Cold Steel
Page 203
I glared at him. “Tara was protecting me.”
“I find it odd she would have believed that by dying she would protect you.”
“She knew Daniel would protect me. I hope you don’t find that odd.”
“Indeed, I do not, for Daniel was exactly the sort of man who could raise another man’s child as if it were his own and never love it less for all of that.”
How he had me then! For I was seized by both overwhelming grief and passionate curiosity.
“What do you mean? What sort of man was he?”
He leaned closer, voice dropping to a murmur. “Ah, Cat, he was a better man than I am.”
I sat back. “Are you mocking me?”
“No, I am not.” I knew he meant it, although I could not have said why. “I am mocking myself. I have asked myself a thousand times since that day why she did not confide in me.”
“The Amazon’s oath she swore condemned her to death for becoming pregnant.”
“She could have told me the truth. I would have found a way. But she felt only Daniel could rescue her, as if Tara had ever needed rescuing from anything except that hells-ridden, pestilent village she was born in. That must be why she hid the pregnancy for so long, waiting for Daniel to come. Or perhaps she hoped that drill, or a battle, would cause her to miscarry and rid her of a thing she did not want.”
“Do you know, General, I start to begin to like you again, and then you say something like that. My mother and father loved me.”
“I do not dispute that they loved you. I’ve read his journals. There’s a passage I recall in particular. ‘Is some other man’s bastard worth this to you?’ So your Uncle Jonatan demanded of his brother Daniel. And Daniel writes, ‘What happened on the ice does not matter. The child will be my child. I have promised Tara that, and even if I had not, it would make no difference, for my little cat is my sweet daughter, the delight of my life.’ ”
He examined me where I sat just outside the spill of light. “Why, Cat—are you crying?”
I wiped a tear from my cheek with the back of a hand. “There’s no shame in grief.

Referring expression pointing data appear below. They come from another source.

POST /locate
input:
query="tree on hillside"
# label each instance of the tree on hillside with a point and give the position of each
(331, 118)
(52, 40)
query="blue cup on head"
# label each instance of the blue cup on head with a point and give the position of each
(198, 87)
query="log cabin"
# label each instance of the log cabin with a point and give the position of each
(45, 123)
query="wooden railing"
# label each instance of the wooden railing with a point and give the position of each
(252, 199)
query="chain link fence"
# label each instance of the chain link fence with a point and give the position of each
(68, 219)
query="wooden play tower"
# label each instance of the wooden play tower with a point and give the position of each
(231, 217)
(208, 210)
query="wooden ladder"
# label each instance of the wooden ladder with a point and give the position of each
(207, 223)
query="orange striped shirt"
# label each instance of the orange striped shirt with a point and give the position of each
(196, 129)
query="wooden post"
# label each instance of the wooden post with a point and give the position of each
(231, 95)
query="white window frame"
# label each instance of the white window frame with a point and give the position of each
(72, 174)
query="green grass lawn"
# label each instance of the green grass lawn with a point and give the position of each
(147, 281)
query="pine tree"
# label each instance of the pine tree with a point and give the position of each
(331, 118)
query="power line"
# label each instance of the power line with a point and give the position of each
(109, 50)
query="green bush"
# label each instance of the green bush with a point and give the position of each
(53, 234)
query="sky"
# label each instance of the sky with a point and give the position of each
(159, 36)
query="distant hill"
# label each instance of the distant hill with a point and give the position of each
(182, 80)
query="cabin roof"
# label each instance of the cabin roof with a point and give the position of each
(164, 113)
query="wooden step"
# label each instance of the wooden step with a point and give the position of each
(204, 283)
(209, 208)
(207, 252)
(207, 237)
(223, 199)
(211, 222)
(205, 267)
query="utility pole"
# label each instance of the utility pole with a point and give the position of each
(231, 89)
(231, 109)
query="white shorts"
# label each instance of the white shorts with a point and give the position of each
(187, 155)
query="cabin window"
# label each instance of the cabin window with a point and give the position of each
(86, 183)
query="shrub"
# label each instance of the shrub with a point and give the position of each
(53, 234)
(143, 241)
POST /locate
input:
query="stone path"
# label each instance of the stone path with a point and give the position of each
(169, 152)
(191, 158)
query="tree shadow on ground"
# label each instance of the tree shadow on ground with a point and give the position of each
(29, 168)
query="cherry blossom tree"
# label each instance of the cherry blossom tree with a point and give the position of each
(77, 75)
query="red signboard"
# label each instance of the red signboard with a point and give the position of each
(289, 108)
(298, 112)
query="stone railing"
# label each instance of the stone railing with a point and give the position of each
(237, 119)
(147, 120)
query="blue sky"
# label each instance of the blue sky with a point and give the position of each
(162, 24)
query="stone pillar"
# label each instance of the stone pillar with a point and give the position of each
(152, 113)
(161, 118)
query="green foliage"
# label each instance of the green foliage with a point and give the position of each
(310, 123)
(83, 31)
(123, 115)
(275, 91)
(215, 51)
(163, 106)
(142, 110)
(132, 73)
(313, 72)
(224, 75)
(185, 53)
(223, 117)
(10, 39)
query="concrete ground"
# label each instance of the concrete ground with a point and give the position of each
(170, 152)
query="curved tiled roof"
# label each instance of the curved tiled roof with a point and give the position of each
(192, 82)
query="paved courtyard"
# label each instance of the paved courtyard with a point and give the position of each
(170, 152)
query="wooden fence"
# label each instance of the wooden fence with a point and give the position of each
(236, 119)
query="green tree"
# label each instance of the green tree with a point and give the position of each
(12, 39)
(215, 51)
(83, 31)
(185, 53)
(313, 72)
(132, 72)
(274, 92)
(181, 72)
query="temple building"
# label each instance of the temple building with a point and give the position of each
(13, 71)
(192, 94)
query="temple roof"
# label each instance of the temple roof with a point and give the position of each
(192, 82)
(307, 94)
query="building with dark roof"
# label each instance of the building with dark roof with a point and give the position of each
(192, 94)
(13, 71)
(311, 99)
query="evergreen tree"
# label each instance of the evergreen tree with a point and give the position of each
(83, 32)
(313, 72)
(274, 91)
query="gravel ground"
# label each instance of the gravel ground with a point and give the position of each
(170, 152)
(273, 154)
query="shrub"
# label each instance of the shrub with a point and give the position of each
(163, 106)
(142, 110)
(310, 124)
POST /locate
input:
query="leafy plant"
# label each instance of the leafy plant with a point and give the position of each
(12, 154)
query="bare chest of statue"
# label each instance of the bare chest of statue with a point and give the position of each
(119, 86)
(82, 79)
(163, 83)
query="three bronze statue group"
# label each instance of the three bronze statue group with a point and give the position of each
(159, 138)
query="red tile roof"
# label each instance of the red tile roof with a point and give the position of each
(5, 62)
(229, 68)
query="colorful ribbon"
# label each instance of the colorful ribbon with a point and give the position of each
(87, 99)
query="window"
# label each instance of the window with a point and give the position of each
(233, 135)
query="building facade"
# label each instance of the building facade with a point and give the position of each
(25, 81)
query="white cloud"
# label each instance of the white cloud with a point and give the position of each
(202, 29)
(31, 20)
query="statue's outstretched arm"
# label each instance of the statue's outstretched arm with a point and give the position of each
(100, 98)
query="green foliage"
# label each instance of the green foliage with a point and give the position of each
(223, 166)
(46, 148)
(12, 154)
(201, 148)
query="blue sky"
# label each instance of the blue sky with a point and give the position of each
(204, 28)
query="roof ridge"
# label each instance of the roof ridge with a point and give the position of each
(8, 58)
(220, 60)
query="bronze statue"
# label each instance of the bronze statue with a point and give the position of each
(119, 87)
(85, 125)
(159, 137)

I lost my parents when I was six. I lost the love I would have had from them all the years from then to now. Think of what they lost! They lost the years they would have had to watch me grow up, to welcome more children, to treasure each other.”
They were with me still, but it wasn’t the same as if they were sitting across from me at a table in an attic room in a market town in the midst of a war.
“What happened on the ice?” he asked. “There is no journal for the crucial months, the ones during which you must have been conceived. It’s missing, leaving only the mystery of you.”
“The secret belongs to those who remain silent.”
“A phrase I have heard before, from the lips of your husband. Think of this, Cat. If your aunt and uncle had not handed you over to the cold mages, you would never have married him. Destiny is a sharp goad. Never think otherwise.”
“You think it destiny, and not just accident?”
“ ‘Where the hand of fortune branches, Tara Bell’s child must choose.’ We stand on the road washed by the tides of war, you and I. Is it accident that has brought us here? I believe it is not. I believe our fortunes are sealed before we are born.”
He poured himself a second glass and topped up mine.
“Destiny and fortune are just words. I think you are ambitious, General. Ambition is not the same as destiny. You only want to say it is.”
He chuckled. “I like how you speak your mind, Cat. So few manage to be both honest and likable. That is one of your charms. Daniel had the same gift of speaking truth while making his listeners laugh. Do you want to know how I met them? Tara and Daniel, and Helene?”
A jolt like a blow from an axe split through my body. I managed to nod.
“I was a young captain in the army of the Numantian League. One of the princes who ruled the League had made a marriage alliance with a princely clan out of the city of Sala, one of the cities of the Wagadou Federation. The Wagadou Federation grew out of mostly Mande communities who had recently moved into the uninhabited lands northeast of the Rhenus River.”
“Those lands weren’t uninhabited. People lived there already.”
He waved a hand with a casual dismissal. “Herders and trappers, living in the most appalling conditions. Best of all, the new territory was fertile ground for cold mages.”
“Because of its proximity to the ice.”
“Yes, so I understand, although naturally I know little of cold magic. The prince sent me to Sala to escort the noblewoman he was to marry back to Numantia. Instead we found ourselves embroiled in a war against the Atrebates and their allies. The war exploded all across the far north, into the boreal forest and the Barrens. The Celts who live right up against the Barrens are called the Belgae, a barbaric people. A few mage Houses had moved into that area fifty years earlier and civilized them. So we marched north and crossed the Boreal River.”